Hopkins was looking at me:

'It must be done with the tread of a cat,' he was saying, and there was a new look to him: electrified.

'What must?'

'You are to take the left-luggage tickets from his pocket.'

He was looking towards the area of Sampson's privates.

'No fear,' I said.

'But you must,' he said.

'That calls for your skill,' I said, 'you're born to it. You said yourself I'd never make a dip.'

'Don't argue,' he said, giving me one of his grins. 'I'm down to your game.'

'What game?'

'You don't do
it...
I tell him who you are.'

'And who am I?'

Hopkins just stared at me.

"The name's Appleby,' I said, 'Allan Appleby.'

'Is it fuck,' said Hopkins, and still the smile was there. 'It doesn't want doing just now,' he said, 'but later on, when he's had one or two more gallons of wine.'

'Later on,' I said, '. . . he'll take his trews off in any case, won't he?'

Hopkins shook his head.

'He'll not,' he said. 'Not with tickets to nearly three grand in his pocket, and me hanging about.'

The artist was packing up, defeated by the rain, or maybe the fading of light.

'See, you
must
do it,' Hopkins went on, 'because one word from me to him, and you're finished. You might think you can get up now and walk off, but no. I'll give him a poke in the ribs, and I'll let on, and he'll take out that gun of his and he'll fucking have you, right here in this fucking
shar-dan.'

'You'll let on to what?' I said.

'What you are.'

'And what am I?'

I wanted him to say it, and he did:

'You're a fucking copper, en't you?'

 

Chapter Twenty-seven

Night was coming down fast, along with the rain, and full dark found us wondering through empty streets. We were somewhat returned - having visited plenty of bars - in the direction of our hotel. There were big, blank churches about us, and trains running out of sight behind ranks of tall crum­bling houses.

Now we were in another bar; it was the colour of illness, bright white and green. Another bottle was coming towards us; we were all smoking Sampson's cigars, and that gentry could by now barely speak English leave alone French. He had finally found his limit, but then I was at least half-cut too. As for being a copper, I'd denied it to the hilt until Samp­son had woken in the park; and the question had not come up since. A train of ideas kept starting in my mind but I couldn't follow it out. One thing seemed pretty certain: the cart was about to come off the wheel, somehow or other.

I turned about at our table, and the wife was standing at the bar.

No.

It was a woman who looked like her but blonde - like Lydia in a photograph with too much light.
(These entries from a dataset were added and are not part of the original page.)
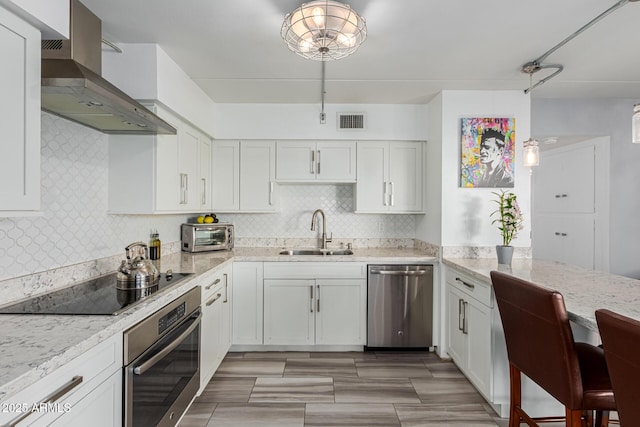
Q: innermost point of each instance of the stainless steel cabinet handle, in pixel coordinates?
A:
(214, 299)
(313, 161)
(468, 285)
(139, 370)
(56, 395)
(400, 273)
(465, 324)
(215, 282)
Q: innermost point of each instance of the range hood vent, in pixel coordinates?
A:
(73, 88)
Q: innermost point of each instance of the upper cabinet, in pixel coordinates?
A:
(308, 161)
(160, 173)
(243, 175)
(20, 115)
(389, 177)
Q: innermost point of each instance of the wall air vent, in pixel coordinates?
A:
(351, 121)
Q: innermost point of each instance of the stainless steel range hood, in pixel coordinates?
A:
(73, 88)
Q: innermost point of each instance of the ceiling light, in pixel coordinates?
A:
(635, 125)
(324, 30)
(531, 153)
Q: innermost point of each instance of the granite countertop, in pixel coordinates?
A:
(35, 345)
(584, 291)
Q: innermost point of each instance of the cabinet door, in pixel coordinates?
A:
(296, 161)
(289, 307)
(478, 319)
(257, 176)
(336, 161)
(247, 303)
(405, 176)
(20, 114)
(565, 181)
(340, 311)
(189, 145)
(225, 175)
(101, 407)
(372, 172)
(455, 326)
(204, 169)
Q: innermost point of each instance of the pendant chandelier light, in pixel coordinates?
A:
(324, 30)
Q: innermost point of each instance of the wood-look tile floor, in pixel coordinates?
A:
(282, 389)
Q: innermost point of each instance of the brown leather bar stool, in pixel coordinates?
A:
(540, 345)
(621, 341)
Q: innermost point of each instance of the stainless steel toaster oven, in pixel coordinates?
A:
(207, 237)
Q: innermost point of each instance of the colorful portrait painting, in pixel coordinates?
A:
(487, 154)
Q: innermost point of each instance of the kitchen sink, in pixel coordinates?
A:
(316, 252)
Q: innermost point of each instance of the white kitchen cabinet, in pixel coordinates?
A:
(389, 177)
(20, 115)
(469, 329)
(244, 176)
(158, 173)
(247, 303)
(90, 387)
(314, 303)
(216, 322)
(310, 161)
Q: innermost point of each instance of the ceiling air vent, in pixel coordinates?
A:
(351, 121)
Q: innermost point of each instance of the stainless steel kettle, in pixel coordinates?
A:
(137, 271)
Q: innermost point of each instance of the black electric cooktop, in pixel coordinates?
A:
(95, 297)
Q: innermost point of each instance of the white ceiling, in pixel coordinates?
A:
(415, 48)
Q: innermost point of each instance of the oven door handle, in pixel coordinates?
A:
(139, 370)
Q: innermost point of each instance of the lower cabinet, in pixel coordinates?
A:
(314, 311)
(216, 322)
(86, 391)
(469, 317)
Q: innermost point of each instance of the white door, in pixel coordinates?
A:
(289, 311)
(296, 161)
(372, 173)
(340, 311)
(257, 176)
(225, 175)
(405, 176)
(336, 161)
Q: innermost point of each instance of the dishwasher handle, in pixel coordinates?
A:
(399, 273)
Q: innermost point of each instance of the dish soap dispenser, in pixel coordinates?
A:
(154, 245)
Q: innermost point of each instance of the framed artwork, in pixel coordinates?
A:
(487, 153)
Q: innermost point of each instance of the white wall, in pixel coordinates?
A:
(604, 117)
(302, 121)
(466, 219)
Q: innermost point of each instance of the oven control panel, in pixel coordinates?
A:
(171, 318)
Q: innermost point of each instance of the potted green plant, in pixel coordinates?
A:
(508, 218)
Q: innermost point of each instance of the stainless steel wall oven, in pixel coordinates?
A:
(162, 355)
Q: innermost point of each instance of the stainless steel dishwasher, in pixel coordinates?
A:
(400, 306)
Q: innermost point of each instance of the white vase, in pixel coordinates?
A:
(505, 254)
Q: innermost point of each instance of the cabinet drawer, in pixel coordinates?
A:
(315, 270)
(71, 382)
(474, 288)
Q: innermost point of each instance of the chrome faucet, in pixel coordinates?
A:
(324, 227)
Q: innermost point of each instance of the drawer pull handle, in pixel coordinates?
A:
(214, 299)
(56, 395)
(468, 285)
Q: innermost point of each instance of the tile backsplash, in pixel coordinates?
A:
(73, 226)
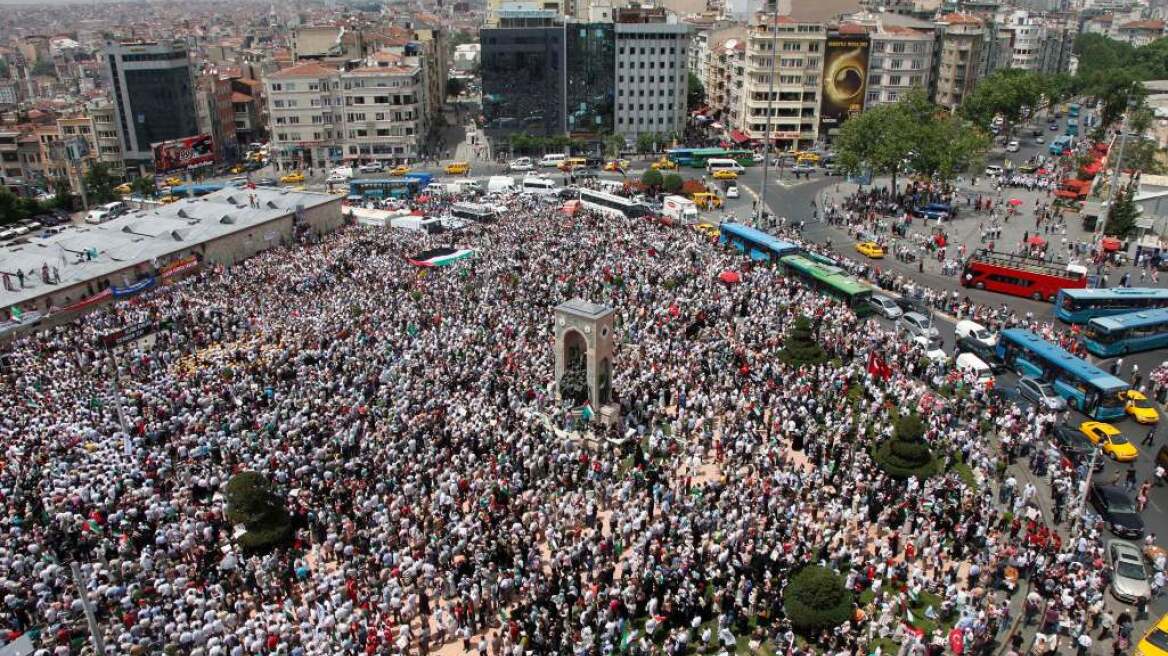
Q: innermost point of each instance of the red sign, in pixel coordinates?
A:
(183, 153)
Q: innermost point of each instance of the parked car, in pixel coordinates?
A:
(1130, 577)
(1041, 393)
(1077, 447)
(972, 329)
(885, 306)
(1118, 511)
(1111, 440)
(917, 325)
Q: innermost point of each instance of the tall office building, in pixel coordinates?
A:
(152, 84)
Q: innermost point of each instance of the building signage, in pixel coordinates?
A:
(845, 79)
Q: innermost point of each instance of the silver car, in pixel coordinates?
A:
(1041, 393)
(885, 306)
(1131, 577)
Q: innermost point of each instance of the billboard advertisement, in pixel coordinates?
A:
(183, 153)
(845, 79)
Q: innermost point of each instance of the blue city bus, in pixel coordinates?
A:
(384, 188)
(756, 243)
(1079, 306)
(1059, 144)
(1086, 388)
(1110, 336)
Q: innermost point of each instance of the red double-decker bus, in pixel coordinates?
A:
(1020, 276)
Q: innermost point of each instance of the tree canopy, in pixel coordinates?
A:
(911, 133)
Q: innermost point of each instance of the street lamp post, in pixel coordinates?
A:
(767, 139)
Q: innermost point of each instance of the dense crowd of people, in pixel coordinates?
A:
(409, 419)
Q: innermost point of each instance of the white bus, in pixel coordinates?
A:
(715, 164)
(539, 185)
(611, 203)
(473, 211)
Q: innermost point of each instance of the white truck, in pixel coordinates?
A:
(681, 209)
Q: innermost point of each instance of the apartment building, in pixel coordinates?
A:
(306, 114)
(958, 60)
(11, 172)
(105, 135)
(384, 113)
(901, 58)
(652, 76)
(793, 48)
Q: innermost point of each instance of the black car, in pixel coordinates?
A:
(984, 351)
(1118, 511)
(1076, 446)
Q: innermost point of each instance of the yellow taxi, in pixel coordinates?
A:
(1109, 438)
(1155, 641)
(458, 168)
(1139, 407)
(710, 231)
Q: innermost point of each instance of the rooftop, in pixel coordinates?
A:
(143, 236)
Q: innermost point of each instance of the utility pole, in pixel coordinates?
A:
(90, 619)
(1119, 160)
(770, 103)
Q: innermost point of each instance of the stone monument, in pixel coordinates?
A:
(584, 347)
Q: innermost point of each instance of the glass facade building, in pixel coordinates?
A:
(591, 81)
(523, 79)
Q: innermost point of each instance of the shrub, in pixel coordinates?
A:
(906, 453)
(815, 599)
(251, 502)
(800, 347)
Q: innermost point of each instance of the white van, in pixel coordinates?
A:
(500, 183)
(970, 363)
(539, 185)
(97, 216)
(974, 330)
(715, 164)
(553, 160)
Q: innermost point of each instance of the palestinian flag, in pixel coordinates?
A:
(439, 257)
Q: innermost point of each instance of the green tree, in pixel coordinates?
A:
(799, 347)
(652, 179)
(144, 186)
(1123, 214)
(815, 599)
(1003, 93)
(695, 93)
(878, 140)
(613, 144)
(906, 453)
(252, 503)
(99, 183)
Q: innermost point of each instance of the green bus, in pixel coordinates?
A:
(696, 158)
(832, 280)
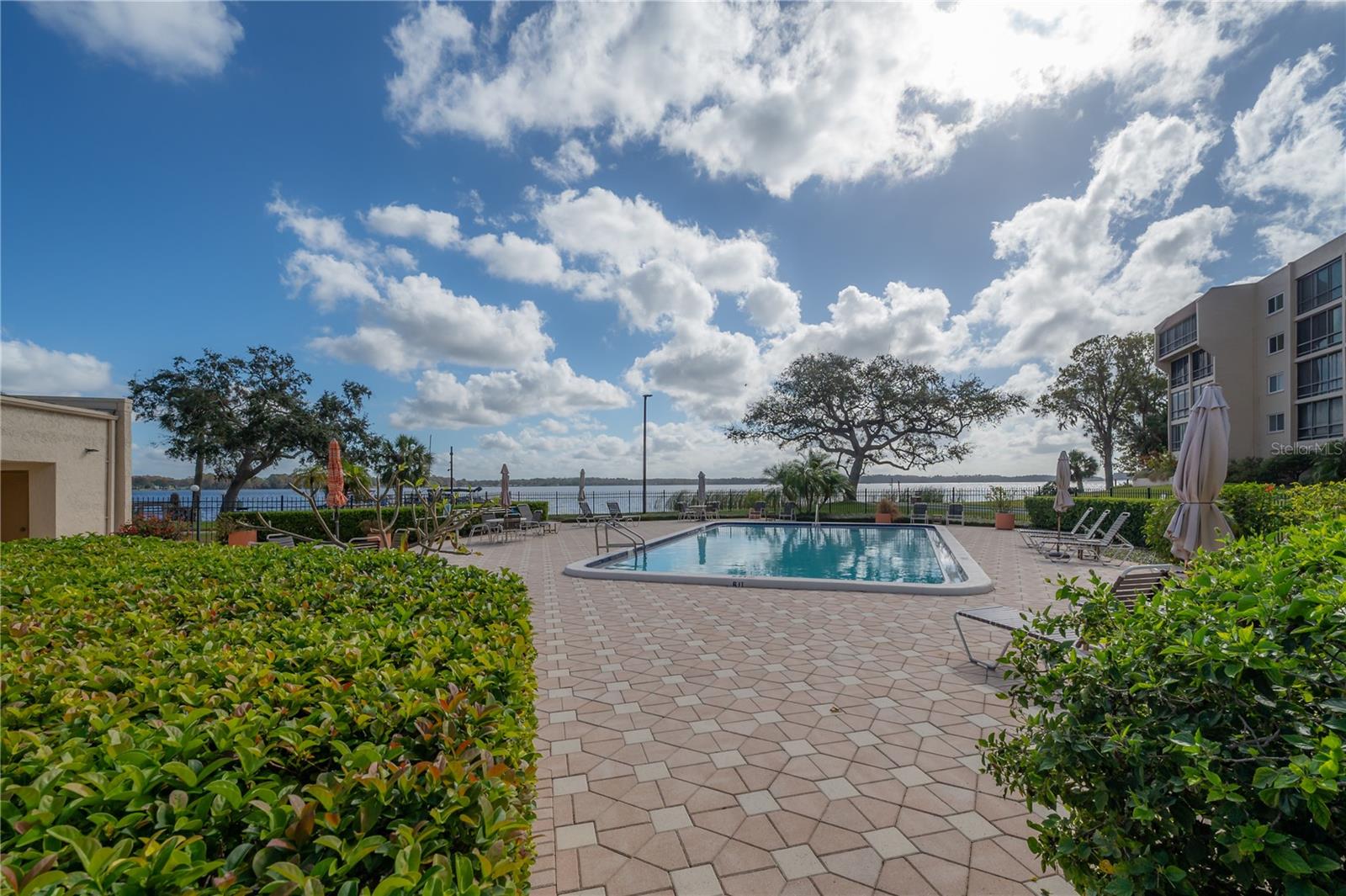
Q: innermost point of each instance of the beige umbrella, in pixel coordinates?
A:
(1062, 502)
(1202, 464)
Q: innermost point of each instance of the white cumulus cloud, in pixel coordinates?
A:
(168, 40)
(27, 368)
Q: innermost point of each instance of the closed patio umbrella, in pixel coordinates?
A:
(1202, 464)
(1062, 502)
(336, 496)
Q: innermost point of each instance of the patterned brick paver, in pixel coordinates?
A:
(703, 739)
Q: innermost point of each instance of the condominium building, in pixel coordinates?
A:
(1274, 346)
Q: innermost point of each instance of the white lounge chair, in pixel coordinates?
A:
(1132, 584)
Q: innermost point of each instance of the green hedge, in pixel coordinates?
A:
(302, 522)
(1041, 516)
(294, 720)
(1197, 745)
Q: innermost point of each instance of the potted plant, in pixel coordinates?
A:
(1002, 501)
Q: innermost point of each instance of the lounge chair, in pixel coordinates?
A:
(525, 520)
(614, 513)
(529, 521)
(1112, 537)
(1036, 538)
(1132, 584)
(1074, 530)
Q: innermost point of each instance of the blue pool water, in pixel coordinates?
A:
(838, 552)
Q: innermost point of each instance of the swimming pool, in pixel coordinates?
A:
(832, 556)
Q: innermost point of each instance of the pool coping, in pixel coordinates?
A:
(978, 581)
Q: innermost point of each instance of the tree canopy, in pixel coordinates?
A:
(1108, 388)
(885, 412)
(246, 415)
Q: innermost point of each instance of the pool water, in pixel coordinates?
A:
(800, 550)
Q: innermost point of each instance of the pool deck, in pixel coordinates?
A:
(702, 740)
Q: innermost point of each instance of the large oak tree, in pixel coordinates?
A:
(885, 412)
(246, 415)
(1110, 389)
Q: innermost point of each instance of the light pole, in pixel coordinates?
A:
(645, 448)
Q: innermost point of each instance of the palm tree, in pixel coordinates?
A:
(811, 480)
(407, 458)
(1083, 467)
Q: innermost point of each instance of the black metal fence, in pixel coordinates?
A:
(979, 500)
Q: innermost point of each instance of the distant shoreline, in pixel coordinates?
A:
(166, 483)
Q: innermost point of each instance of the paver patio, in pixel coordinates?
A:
(702, 740)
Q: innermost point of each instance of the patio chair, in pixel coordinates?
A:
(614, 513)
(1033, 533)
(1132, 584)
(1110, 538)
(525, 520)
(1036, 538)
(529, 521)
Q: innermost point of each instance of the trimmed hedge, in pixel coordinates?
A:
(302, 522)
(194, 718)
(1197, 745)
(1041, 516)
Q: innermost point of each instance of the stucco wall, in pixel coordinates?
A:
(77, 462)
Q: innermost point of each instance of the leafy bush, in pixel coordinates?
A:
(190, 718)
(302, 522)
(1197, 745)
(1041, 514)
(154, 528)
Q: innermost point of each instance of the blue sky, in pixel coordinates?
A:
(509, 221)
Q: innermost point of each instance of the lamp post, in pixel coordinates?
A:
(645, 448)
(195, 507)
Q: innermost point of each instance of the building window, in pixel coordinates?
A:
(1321, 419)
(1318, 375)
(1321, 287)
(1321, 331)
(1178, 372)
(1178, 406)
(1202, 363)
(1181, 334)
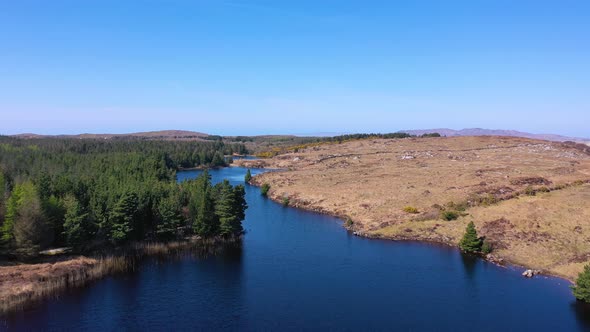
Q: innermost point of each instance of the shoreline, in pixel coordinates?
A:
(24, 284)
(505, 262)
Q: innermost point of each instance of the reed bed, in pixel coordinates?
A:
(24, 284)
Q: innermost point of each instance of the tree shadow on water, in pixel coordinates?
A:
(582, 311)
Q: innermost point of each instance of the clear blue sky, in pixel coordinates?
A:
(257, 67)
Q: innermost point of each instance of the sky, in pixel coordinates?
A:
(294, 67)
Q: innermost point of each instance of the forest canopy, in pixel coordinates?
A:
(88, 193)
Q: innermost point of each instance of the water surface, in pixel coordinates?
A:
(302, 271)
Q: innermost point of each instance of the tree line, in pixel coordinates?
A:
(87, 193)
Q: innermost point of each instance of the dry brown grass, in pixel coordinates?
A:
(26, 283)
(371, 181)
(23, 284)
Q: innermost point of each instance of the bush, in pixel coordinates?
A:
(462, 206)
(530, 191)
(349, 222)
(410, 209)
(449, 215)
(470, 242)
(264, 189)
(486, 247)
(582, 288)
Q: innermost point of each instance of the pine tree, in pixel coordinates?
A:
(122, 218)
(470, 242)
(170, 218)
(25, 227)
(229, 207)
(582, 288)
(75, 227)
(205, 222)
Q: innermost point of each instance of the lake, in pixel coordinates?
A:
(299, 270)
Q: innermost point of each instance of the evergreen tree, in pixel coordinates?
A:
(27, 228)
(582, 288)
(205, 222)
(54, 212)
(75, 227)
(264, 189)
(218, 159)
(229, 208)
(170, 218)
(2, 200)
(470, 242)
(122, 218)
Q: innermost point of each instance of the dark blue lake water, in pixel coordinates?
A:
(302, 271)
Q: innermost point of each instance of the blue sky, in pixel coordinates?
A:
(260, 67)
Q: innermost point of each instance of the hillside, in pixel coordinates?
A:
(161, 134)
(528, 197)
(494, 132)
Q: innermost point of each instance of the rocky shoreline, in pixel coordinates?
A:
(528, 272)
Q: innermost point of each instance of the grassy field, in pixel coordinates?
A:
(400, 188)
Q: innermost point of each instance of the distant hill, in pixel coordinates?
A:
(161, 134)
(494, 132)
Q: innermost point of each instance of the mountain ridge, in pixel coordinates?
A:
(494, 132)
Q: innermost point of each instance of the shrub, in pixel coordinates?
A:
(461, 206)
(349, 222)
(530, 191)
(410, 209)
(470, 242)
(449, 215)
(582, 288)
(264, 189)
(486, 247)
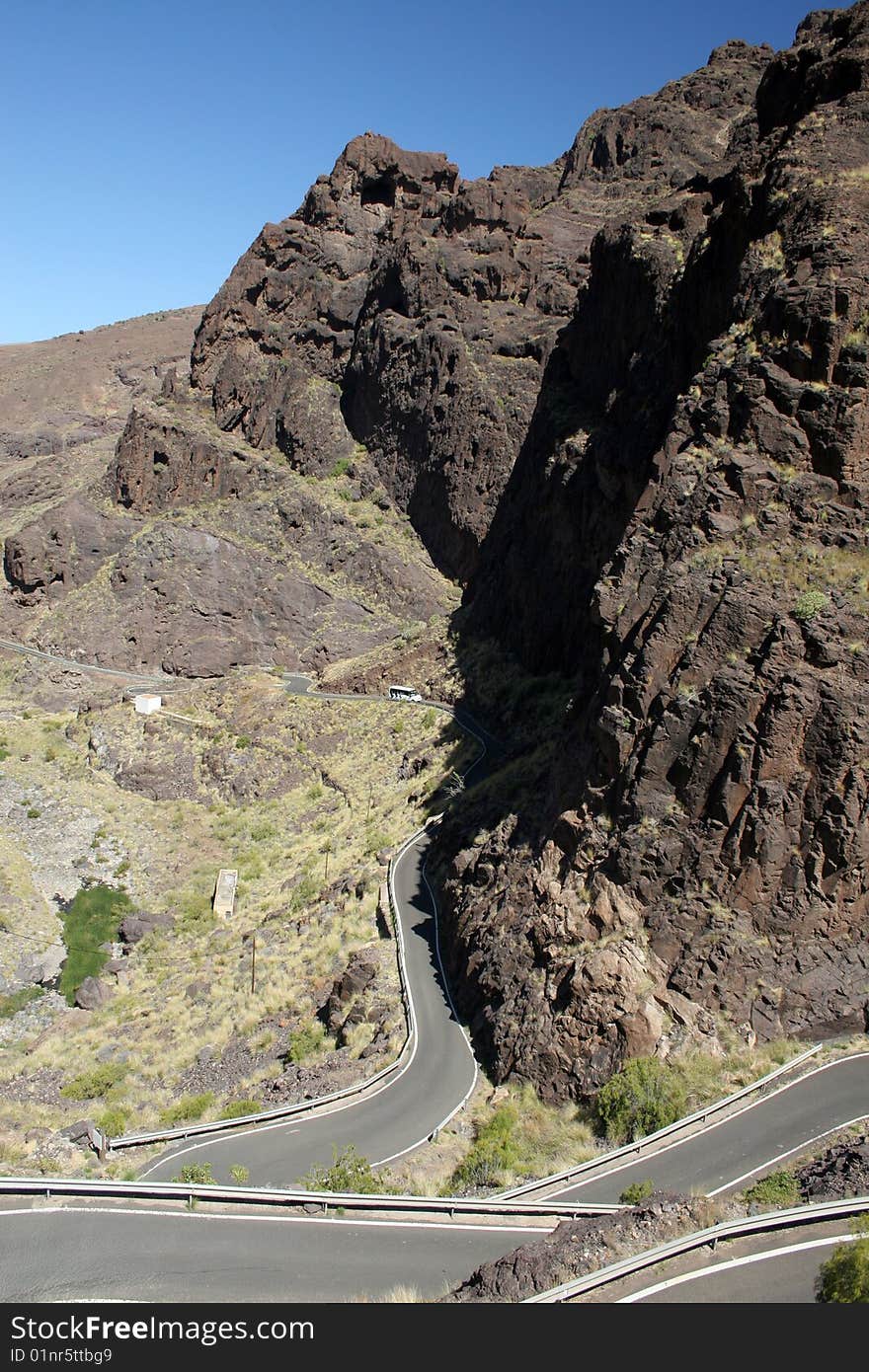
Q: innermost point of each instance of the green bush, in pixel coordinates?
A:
(844, 1277)
(349, 1172)
(189, 1107)
(778, 1189)
(810, 604)
(236, 1108)
(113, 1121)
(646, 1095)
(305, 1041)
(637, 1191)
(92, 918)
(197, 1174)
(88, 1086)
(495, 1151)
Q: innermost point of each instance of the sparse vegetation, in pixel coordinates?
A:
(349, 1172)
(92, 919)
(844, 1277)
(646, 1095)
(637, 1191)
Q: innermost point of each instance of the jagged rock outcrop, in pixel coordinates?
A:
(577, 1248)
(841, 1171)
(412, 313)
(692, 498)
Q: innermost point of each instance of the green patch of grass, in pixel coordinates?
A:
(113, 1121)
(646, 1095)
(18, 999)
(197, 1174)
(810, 604)
(90, 1086)
(637, 1191)
(92, 918)
(349, 1172)
(778, 1189)
(305, 1043)
(189, 1107)
(238, 1108)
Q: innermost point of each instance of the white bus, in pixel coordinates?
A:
(404, 693)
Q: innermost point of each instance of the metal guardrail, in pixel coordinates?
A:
(394, 1069)
(324, 1200)
(729, 1230)
(134, 1140)
(648, 1143)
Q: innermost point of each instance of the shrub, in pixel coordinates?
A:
(113, 1121)
(495, 1151)
(809, 605)
(778, 1189)
(198, 1174)
(189, 1107)
(349, 1172)
(88, 1086)
(637, 1191)
(844, 1277)
(305, 1041)
(238, 1108)
(646, 1095)
(92, 918)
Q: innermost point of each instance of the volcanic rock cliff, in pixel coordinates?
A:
(622, 401)
(684, 535)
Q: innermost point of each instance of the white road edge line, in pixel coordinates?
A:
(735, 1262)
(790, 1153)
(281, 1219)
(715, 1124)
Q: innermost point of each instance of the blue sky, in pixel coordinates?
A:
(146, 143)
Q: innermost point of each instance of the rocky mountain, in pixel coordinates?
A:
(684, 537)
(621, 400)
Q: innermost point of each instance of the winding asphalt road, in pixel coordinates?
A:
(404, 1111)
(759, 1135)
(166, 1256)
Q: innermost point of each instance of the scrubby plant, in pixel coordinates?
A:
(189, 1107)
(88, 1086)
(349, 1172)
(778, 1189)
(844, 1277)
(305, 1041)
(637, 1191)
(646, 1095)
(810, 604)
(197, 1174)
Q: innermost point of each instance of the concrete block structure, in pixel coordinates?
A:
(147, 704)
(224, 892)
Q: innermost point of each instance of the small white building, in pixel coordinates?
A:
(147, 704)
(224, 892)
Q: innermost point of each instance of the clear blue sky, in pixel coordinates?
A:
(144, 144)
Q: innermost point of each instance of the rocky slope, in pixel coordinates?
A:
(692, 496)
(622, 400)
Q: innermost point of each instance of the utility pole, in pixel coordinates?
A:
(253, 959)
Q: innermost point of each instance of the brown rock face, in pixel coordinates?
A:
(684, 538)
(414, 313)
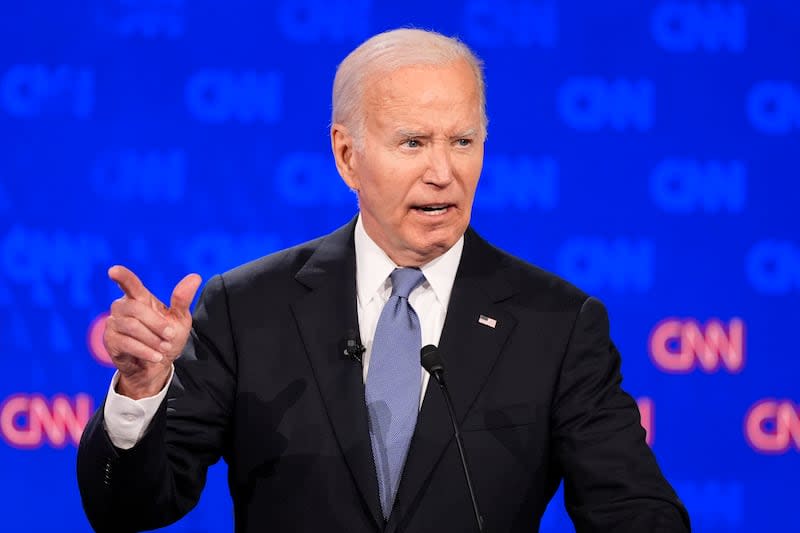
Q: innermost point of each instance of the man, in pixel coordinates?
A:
(316, 441)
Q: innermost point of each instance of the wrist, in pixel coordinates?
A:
(136, 389)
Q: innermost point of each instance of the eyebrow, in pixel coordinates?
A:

Sampson was chatting to a woman in a blue dress. She was chubby, rather monkey-looking but pretty with it. The dress showed all of her arms, and was low at the front. Her hair was curly and

loose. She looked as though she was practically in bed already.

'Monsieur Allan Appleby,' Sampson was trying to say, indicating me.

Hopkins looked on, smoking and grinning. This was all quite fine by him.

'Encore,' said Sampson, calling over to the barman.

'It's the wrong word is that,' said Hopkins, turning to me, 'but don't mind me.'

Sampson paid no heed. He was kissing the woman, his beard at a stretch as he worked his mouth. Hopkins was leaning towards me, and I thought for a horrible moment that he was making to give
me
a kiss. Instead he was saying:

'It must be done tonight, before midnight.'

'You're crackers,' I said.

'I'll take no slavver from you, copper.'

'He'll divvy up the money soon enough,' I said.

The doxy was half sitting, half lying over Sampson's knees, as though dropped there from a great height. They were whispering things to each other: she to him, him to her, on and on in strict alternation.

Meanwhile Hopkins was holding me with his eyes, say­ing, 'You're Stringer, detective on the railway force. You live at number 16A Thorpe-on-Ouse Main Street.'

'What?' I said.

'Look, do you want me to spin the whole bloody works? I had it all at Calais last night from Mike.'

'How?'

'He was speaking over the telephone line from the Black Swan Hotel. I called him to see what's what in York.'

'And who did
he
have it from?'

Hopkins was grinning at me, and it felt as though this grin of his might go on for ever, so I twisted away from him, look­ing behind me and towards the barkeeper, who stood with his arms folded. Behind him was a great poster for 'Bieres
...'
Bieres ... something. A proud French soldier was shown holding up a glass. They were full of pride, these Frenchers, and yet this chap behind the bar had to throw open his par­lour (for that's what the bar was really) to all sorts from any­where to make a living. He was trying to look away from the lot of us, pretend we weren't there.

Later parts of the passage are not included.